The facts of the case, as submitted by the applicant, may be summarised as follows.
On 17 March 2002 the applicant was apprehended by the police on suspicion of involvement in robbery.
On 20 March 2002 the court ordered the applicant ’ s pre-trial detention.
Being HIV positive since 1996, the applicant developed while in detention a number of serious diseases, including chronic hepatitis and heart disease, but he was not properly examined and did not receive adequate medical care. From the submitted documents it appears that while in detention he was received treatment from certain diseases but no details are available. In particular the applicant was diagnosed with and received iout -patient treatment from atherocardiosclerosis (October 2003, September-October 2005, March 2006), psychic disorder (October 2003), herpes (September 2004), oral thrush (November 2006, January-February 2007, October 2007), chronic hepatitis and cholecystitis (July 2006, September 2007).

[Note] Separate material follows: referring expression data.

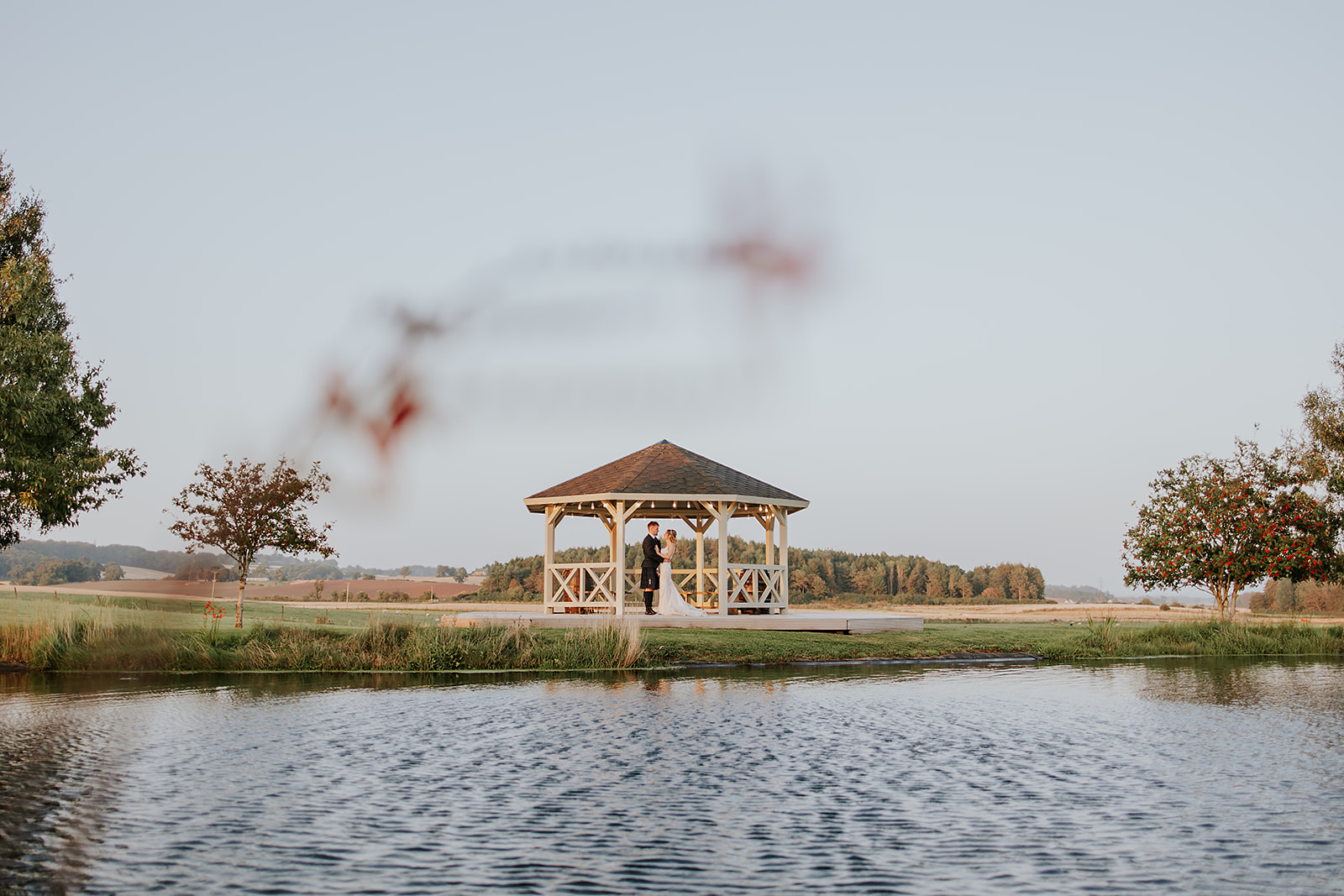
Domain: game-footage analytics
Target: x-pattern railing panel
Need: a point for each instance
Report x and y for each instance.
(582, 584)
(754, 584)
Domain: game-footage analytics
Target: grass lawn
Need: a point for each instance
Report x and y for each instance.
(92, 631)
(176, 614)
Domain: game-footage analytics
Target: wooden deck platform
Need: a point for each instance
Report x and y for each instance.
(835, 622)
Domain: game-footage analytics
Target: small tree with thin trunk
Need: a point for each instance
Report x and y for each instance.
(242, 510)
(1221, 526)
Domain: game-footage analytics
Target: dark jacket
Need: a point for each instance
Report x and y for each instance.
(651, 551)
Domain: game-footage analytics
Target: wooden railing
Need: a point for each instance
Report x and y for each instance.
(685, 579)
(756, 584)
(591, 586)
(581, 584)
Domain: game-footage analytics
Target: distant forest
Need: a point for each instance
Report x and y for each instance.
(1285, 595)
(813, 575)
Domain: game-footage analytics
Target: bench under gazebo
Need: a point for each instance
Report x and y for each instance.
(665, 483)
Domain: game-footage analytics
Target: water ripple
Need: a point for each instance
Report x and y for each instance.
(1166, 775)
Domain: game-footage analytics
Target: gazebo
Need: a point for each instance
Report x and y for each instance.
(664, 481)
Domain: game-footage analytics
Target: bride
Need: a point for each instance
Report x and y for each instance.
(671, 604)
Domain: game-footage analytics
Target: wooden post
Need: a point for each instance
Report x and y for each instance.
(699, 559)
(553, 516)
(725, 512)
(618, 540)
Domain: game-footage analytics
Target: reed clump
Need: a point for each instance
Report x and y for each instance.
(76, 644)
(1227, 638)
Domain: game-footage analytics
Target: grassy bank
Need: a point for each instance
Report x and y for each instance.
(111, 637)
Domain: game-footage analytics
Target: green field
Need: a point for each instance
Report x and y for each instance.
(98, 633)
(176, 614)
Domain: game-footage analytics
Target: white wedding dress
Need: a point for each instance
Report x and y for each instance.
(671, 604)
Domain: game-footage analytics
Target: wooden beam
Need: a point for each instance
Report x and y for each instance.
(553, 516)
(620, 517)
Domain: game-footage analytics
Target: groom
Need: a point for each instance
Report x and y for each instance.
(649, 571)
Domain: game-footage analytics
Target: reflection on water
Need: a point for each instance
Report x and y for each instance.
(1156, 775)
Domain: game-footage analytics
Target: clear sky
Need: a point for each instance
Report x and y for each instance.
(1066, 244)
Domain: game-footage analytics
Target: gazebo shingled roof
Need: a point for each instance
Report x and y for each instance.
(664, 472)
(665, 481)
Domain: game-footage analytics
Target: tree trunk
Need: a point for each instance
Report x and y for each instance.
(242, 584)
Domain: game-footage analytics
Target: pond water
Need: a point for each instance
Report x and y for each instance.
(1142, 777)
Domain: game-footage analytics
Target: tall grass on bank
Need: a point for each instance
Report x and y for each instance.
(74, 644)
(1227, 638)
(82, 641)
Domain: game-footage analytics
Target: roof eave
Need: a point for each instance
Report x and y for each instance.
(539, 504)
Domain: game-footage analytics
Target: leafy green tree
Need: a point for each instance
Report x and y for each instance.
(1223, 524)
(51, 407)
(242, 510)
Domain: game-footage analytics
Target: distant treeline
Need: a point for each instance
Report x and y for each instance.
(1285, 595)
(813, 575)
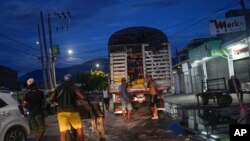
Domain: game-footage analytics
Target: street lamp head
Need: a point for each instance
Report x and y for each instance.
(70, 51)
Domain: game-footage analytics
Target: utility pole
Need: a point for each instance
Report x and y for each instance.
(48, 68)
(52, 59)
(42, 59)
(53, 53)
(242, 3)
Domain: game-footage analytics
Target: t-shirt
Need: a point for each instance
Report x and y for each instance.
(35, 98)
(105, 94)
(124, 92)
(66, 97)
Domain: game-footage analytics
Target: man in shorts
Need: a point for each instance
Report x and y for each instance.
(33, 101)
(153, 91)
(68, 116)
(125, 100)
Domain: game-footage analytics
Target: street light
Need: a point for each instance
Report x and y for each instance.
(70, 51)
(96, 65)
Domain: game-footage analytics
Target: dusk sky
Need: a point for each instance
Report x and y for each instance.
(94, 21)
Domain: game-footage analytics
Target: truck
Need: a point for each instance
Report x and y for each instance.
(135, 52)
(134, 60)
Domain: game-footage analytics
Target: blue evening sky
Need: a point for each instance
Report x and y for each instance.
(94, 21)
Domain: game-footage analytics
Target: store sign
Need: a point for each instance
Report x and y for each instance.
(227, 25)
(240, 53)
(219, 52)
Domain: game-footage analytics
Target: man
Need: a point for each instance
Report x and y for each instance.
(33, 100)
(66, 95)
(153, 91)
(125, 100)
(106, 97)
(235, 87)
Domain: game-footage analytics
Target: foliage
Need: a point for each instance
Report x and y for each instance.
(93, 81)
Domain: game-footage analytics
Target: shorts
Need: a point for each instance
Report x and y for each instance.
(68, 119)
(106, 100)
(126, 104)
(37, 123)
(153, 100)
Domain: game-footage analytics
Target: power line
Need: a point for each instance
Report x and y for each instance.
(20, 43)
(8, 47)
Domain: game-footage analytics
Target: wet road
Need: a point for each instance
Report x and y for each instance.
(140, 128)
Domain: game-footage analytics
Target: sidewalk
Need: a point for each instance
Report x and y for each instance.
(190, 99)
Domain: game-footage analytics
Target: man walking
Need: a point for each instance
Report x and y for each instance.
(153, 91)
(66, 95)
(33, 100)
(125, 100)
(106, 97)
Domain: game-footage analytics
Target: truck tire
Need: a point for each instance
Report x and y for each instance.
(224, 100)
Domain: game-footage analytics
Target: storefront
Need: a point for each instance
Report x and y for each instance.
(239, 55)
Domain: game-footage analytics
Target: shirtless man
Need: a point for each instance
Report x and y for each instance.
(153, 91)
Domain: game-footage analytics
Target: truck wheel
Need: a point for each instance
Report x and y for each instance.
(224, 100)
(204, 100)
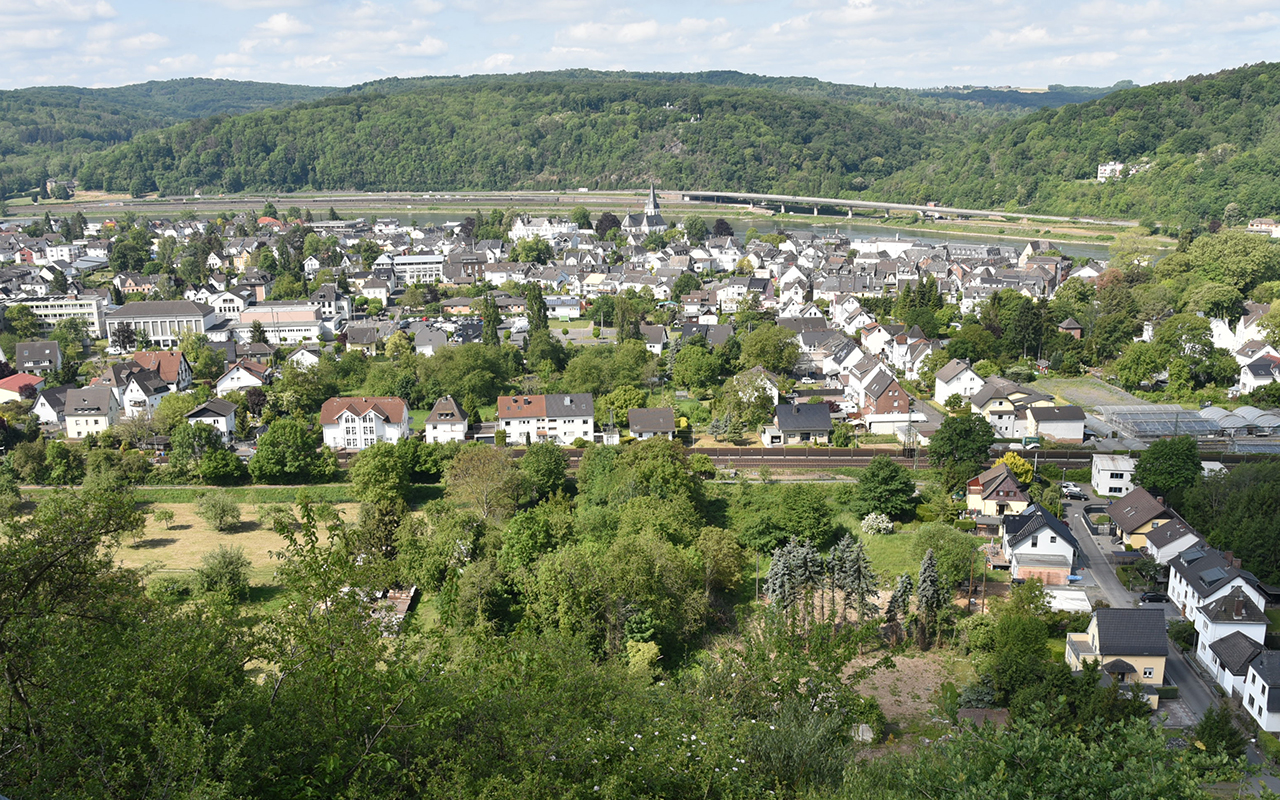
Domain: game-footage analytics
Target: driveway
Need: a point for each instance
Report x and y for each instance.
(1093, 562)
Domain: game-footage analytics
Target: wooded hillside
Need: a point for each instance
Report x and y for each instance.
(1208, 141)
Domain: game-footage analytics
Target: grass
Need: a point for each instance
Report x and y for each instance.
(181, 545)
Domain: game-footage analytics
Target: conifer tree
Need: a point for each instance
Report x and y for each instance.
(931, 597)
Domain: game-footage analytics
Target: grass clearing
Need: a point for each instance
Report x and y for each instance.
(181, 545)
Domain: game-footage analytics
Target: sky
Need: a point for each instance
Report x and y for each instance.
(914, 44)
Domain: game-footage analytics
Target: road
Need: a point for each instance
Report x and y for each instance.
(1093, 561)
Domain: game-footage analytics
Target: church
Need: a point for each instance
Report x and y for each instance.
(649, 222)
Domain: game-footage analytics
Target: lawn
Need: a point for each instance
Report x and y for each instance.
(181, 545)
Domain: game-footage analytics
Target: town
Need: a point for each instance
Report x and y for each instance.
(955, 439)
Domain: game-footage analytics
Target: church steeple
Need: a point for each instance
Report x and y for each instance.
(652, 205)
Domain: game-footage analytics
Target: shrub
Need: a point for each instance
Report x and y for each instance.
(219, 510)
(225, 570)
(876, 525)
(169, 589)
(1269, 745)
(163, 516)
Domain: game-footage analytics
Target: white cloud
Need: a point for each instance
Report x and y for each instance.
(496, 62)
(283, 24)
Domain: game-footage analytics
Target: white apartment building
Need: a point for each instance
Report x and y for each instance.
(547, 417)
(357, 423)
(53, 309)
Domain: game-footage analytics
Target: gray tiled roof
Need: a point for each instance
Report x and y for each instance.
(1033, 520)
(1234, 652)
(1132, 631)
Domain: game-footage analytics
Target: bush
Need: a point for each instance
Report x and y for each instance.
(169, 589)
(219, 510)
(1269, 745)
(225, 570)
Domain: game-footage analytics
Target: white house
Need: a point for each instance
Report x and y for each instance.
(142, 393)
(1112, 475)
(447, 421)
(1262, 690)
(649, 423)
(1200, 575)
(1230, 613)
(547, 417)
(242, 375)
(218, 412)
(1166, 542)
(305, 357)
(1038, 544)
(90, 411)
(50, 405)
(356, 423)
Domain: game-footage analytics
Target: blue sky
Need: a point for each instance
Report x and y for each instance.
(890, 42)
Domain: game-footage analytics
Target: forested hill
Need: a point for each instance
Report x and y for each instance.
(526, 133)
(1203, 142)
(45, 131)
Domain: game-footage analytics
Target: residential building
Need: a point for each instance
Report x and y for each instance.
(163, 320)
(1112, 475)
(37, 357)
(90, 411)
(1063, 424)
(357, 423)
(1166, 542)
(956, 378)
(1234, 612)
(144, 389)
(172, 366)
(798, 424)
(1038, 544)
(53, 309)
(649, 423)
(216, 412)
(1262, 690)
(50, 405)
(547, 417)
(1129, 644)
(1137, 513)
(1200, 575)
(1004, 405)
(447, 421)
(243, 374)
(996, 493)
(13, 387)
(1229, 658)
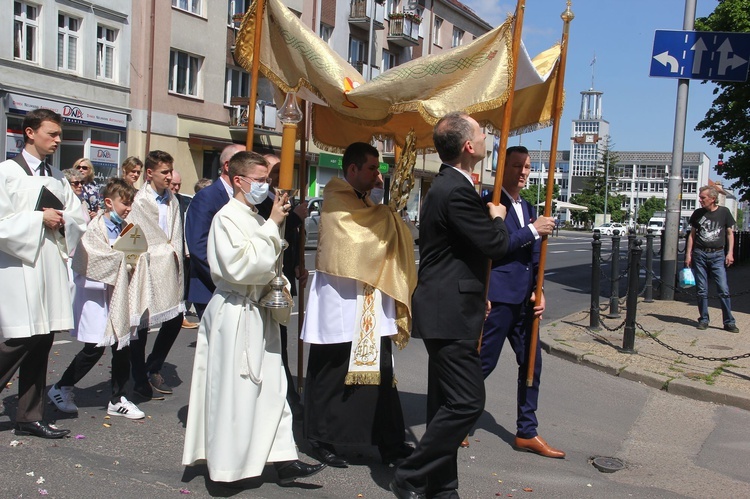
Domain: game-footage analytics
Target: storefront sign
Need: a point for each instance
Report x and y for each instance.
(71, 112)
(105, 158)
(13, 144)
(328, 160)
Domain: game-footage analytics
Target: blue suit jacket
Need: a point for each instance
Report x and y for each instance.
(514, 276)
(206, 203)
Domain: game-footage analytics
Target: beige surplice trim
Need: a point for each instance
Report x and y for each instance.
(364, 359)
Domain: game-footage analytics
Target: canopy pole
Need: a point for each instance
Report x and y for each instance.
(507, 115)
(566, 16)
(253, 97)
(302, 185)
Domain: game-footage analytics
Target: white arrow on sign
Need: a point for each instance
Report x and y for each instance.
(664, 58)
(728, 62)
(698, 48)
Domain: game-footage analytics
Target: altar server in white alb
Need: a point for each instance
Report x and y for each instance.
(36, 236)
(238, 417)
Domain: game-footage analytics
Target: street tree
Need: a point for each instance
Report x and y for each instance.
(727, 123)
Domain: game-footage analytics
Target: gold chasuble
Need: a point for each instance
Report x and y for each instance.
(368, 243)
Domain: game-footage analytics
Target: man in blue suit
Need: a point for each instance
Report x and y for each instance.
(512, 294)
(206, 203)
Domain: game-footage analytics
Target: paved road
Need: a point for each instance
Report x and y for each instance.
(672, 446)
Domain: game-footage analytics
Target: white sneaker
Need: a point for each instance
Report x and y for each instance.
(125, 408)
(63, 398)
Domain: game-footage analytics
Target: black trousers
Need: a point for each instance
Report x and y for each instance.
(455, 400)
(336, 413)
(291, 393)
(28, 356)
(140, 365)
(87, 358)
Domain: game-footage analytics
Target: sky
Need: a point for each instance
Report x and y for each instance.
(640, 109)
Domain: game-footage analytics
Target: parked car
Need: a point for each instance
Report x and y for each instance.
(312, 222)
(608, 228)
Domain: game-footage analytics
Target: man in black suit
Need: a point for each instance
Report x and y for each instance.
(512, 295)
(458, 236)
(183, 202)
(205, 204)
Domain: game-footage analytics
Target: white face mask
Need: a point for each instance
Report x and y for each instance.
(376, 194)
(258, 193)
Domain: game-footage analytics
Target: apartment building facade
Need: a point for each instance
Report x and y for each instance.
(72, 57)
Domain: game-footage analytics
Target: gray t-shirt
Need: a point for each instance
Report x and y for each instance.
(711, 227)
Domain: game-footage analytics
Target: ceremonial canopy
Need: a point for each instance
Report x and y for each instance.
(474, 78)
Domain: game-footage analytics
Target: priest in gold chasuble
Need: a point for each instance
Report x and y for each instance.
(359, 305)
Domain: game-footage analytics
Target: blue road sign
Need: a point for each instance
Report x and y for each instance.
(701, 55)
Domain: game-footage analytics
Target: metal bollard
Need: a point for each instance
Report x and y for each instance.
(614, 296)
(648, 294)
(631, 238)
(596, 260)
(628, 339)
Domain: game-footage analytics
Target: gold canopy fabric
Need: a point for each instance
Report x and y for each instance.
(474, 78)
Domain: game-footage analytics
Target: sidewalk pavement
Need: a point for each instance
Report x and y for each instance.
(674, 323)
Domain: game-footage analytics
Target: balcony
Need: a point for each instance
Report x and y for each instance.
(361, 13)
(403, 31)
(265, 114)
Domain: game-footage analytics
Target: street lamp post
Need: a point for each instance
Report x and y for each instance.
(606, 182)
(539, 179)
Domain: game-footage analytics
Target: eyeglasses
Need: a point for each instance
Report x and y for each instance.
(257, 180)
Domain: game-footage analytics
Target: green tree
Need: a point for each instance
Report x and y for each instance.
(727, 123)
(648, 208)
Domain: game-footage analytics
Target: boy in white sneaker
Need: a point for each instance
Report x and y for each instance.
(104, 305)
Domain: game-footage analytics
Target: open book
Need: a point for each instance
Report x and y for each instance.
(132, 242)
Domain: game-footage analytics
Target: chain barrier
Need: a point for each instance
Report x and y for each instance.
(613, 329)
(690, 355)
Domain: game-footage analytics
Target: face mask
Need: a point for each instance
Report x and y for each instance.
(258, 193)
(376, 194)
(116, 218)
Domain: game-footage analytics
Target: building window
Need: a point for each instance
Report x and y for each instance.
(67, 42)
(326, 32)
(437, 25)
(389, 60)
(25, 30)
(105, 52)
(236, 7)
(357, 53)
(184, 70)
(458, 36)
(237, 85)
(193, 6)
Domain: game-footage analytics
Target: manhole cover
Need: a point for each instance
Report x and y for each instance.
(718, 347)
(607, 464)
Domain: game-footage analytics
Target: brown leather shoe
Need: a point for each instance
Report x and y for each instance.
(537, 445)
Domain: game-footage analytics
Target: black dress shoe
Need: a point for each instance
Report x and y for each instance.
(392, 455)
(403, 493)
(326, 453)
(40, 429)
(291, 470)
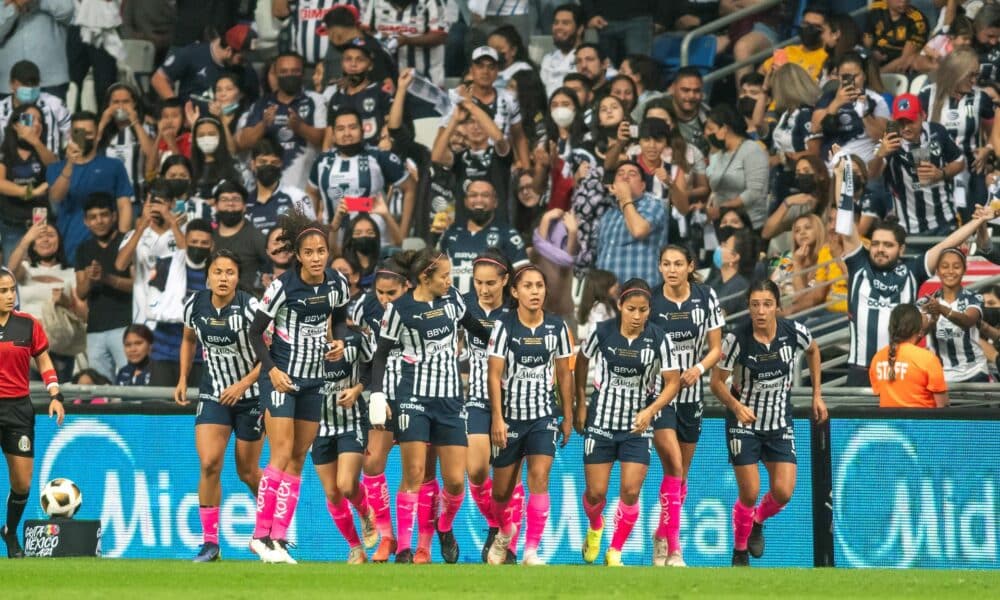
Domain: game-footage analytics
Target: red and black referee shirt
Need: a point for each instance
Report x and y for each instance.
(21, 339)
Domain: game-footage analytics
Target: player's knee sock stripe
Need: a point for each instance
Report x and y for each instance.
(625, 518)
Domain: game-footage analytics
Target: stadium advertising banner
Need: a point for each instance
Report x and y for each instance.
(139, 476)
(916, 493)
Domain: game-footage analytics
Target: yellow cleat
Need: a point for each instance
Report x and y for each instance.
(592, 545)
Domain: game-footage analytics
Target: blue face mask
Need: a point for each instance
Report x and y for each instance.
(27, 95)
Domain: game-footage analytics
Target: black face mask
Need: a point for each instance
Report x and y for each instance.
(229, 218)
(480, 216)
(268, 175)
(351, 149)
(805, 182)
(198, 255)
(290, 84)
(365, 245)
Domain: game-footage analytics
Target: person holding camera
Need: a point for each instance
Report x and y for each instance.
(920, 161)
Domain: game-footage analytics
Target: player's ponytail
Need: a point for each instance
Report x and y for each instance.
(905, 322)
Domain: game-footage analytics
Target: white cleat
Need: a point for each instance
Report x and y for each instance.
(659, 552)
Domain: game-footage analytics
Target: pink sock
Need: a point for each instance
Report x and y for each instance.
(742, 523)
(481, 494)
(266, 497)
(287, 496)
(406, 506)
(594, 513)
(450, 505)
(426, 505)
(378, 498)
(767, 508)
(625, 518)
(342, 518)
(538, 514)
(209, 523)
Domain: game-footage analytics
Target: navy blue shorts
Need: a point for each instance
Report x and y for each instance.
(327, 449)
(478, 417)
(748, 447)
(602, 447)
(437, 421)
(244, 418)
(527, 438)
(685, 419)
(304, 404)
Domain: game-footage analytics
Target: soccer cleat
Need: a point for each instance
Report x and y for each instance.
(755, 543)
(404, 557)
(498, 549)
(14, 549)
(356, 556)
(369, 534)
(281, 554)
(592, 545)
(613, 558)
(741, 558)
(489, 541)
(676, 559)
(209, 552)
(386, 548)
(264, 548)
(659, 552)
(449, 547)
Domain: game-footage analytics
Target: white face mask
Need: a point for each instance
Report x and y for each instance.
(208, 144)
(562, 116)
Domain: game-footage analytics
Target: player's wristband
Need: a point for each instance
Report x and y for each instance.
(50, 378)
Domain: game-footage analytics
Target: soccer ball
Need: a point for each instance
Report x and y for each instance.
(61, 498)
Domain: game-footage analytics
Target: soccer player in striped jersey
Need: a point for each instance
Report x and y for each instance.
(339, 448)
(219, 319)
(630, 354)
(424, 324)
(300, 303)
(691, 316)
(953, 331)
(487, 301)
(529, 354)
(760, 355)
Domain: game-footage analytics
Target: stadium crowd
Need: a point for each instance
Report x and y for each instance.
(604, 165)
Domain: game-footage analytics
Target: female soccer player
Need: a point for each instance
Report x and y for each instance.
(424, 323)
(21, 339)
(339, 448)
(526, 349)
(631, 355)
(954, 329)
(300, 303)
(761, 355)
(228, 397)
(691, 316)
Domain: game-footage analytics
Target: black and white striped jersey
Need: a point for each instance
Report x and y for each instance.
(341, 375)
(625, 372)
(762, 373)
(224, 336)
(528, 381)
(687, 325)
(300, 312)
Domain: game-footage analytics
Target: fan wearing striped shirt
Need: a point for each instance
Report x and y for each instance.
(631, 356)
(691, 316)
(218, 318)
(304, 304)
(760, 356)
(424, 323)
(529, 355)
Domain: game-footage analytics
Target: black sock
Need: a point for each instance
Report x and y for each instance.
(16, 504)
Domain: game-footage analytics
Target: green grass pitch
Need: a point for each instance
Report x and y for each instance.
(96, 578)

On 13 October 2004 the Gorlovka Tsentralno-Gorodskoy District Court (the District Court) found the applicant and Mr P. guilty. The applicant was sentenced to eight years ’ imprisonment for robbery committed together with Mr P.
On 7 June 2005 the Donetsk Regional Court of Appeal (the Court of Appeal) quashed the judgment of 13 October 2004 and remitted the case for a fresh consideration to the first-instance court.
On 8 November 2005 the District Court referred the case for additional investigation. It also decided that the preventive measure of detention should remain unchanged.
On 4 August 2006 the District Court found the applicant and Mr P. guilty. The applicant was sentenced to eight years ’ imprisonment for robbery committed together with Mr P.
By letter of 11 May 2007 the District Court informed the applicant that his criminal case-file contained no requests for release or any decision upon such request and that the applicant and his lawyer who had studied the case-file had never made any objection or comments to the minutes of the trial, which did not mention such requests either.
On 24 July 2007 the Court of Appeal quashed the judgment of 4 August 2006 and remitted the case for a fresh consideration to the first-instance court.
On 10 April 2008 the District Court found the applicant and Mr P. guilty. The applicant was sentenced to six years and three months ’ imprisonment for robbery committed together with Mr P.
It appears that no appeal was lodged by the applicant against the judgment of 10 April 2008.
COMPLAINTS
The applicant complains under Article 3 of the Convention about lack of appropriate medical care in detention . With reference to Article 5 § 3 of the Convention, he further complains about excessive length of his detention pending investigation and trial. Under Article 6 § 1 of the Convention the applicant also complains that the criminal proceedings against him lasted too long.
QUESTIONS TO THE PARTIES
1. Has the applicant been subjected to inhuman or degrading treatment, in breach of Article 3 of the Convention having regard to his health problems and his complaints of lack of appropriate medical assistance during his detention ?
2. Was the length of the applicant ’ s pre-trial detention in breach of the “reasonable time” requirement of Article 5 § 3 of the Convention?
3 . Was the length of the criminal proceedings in the present case in breach of the “reasonable time” requirement of Article 6 § 1 of the Convention?
4 . Did the applicant have at his disposal an effective domestic remedy for his complaints under Articles 3 and 6 § 1 of the Convention , as required by Article 13 of the Convention?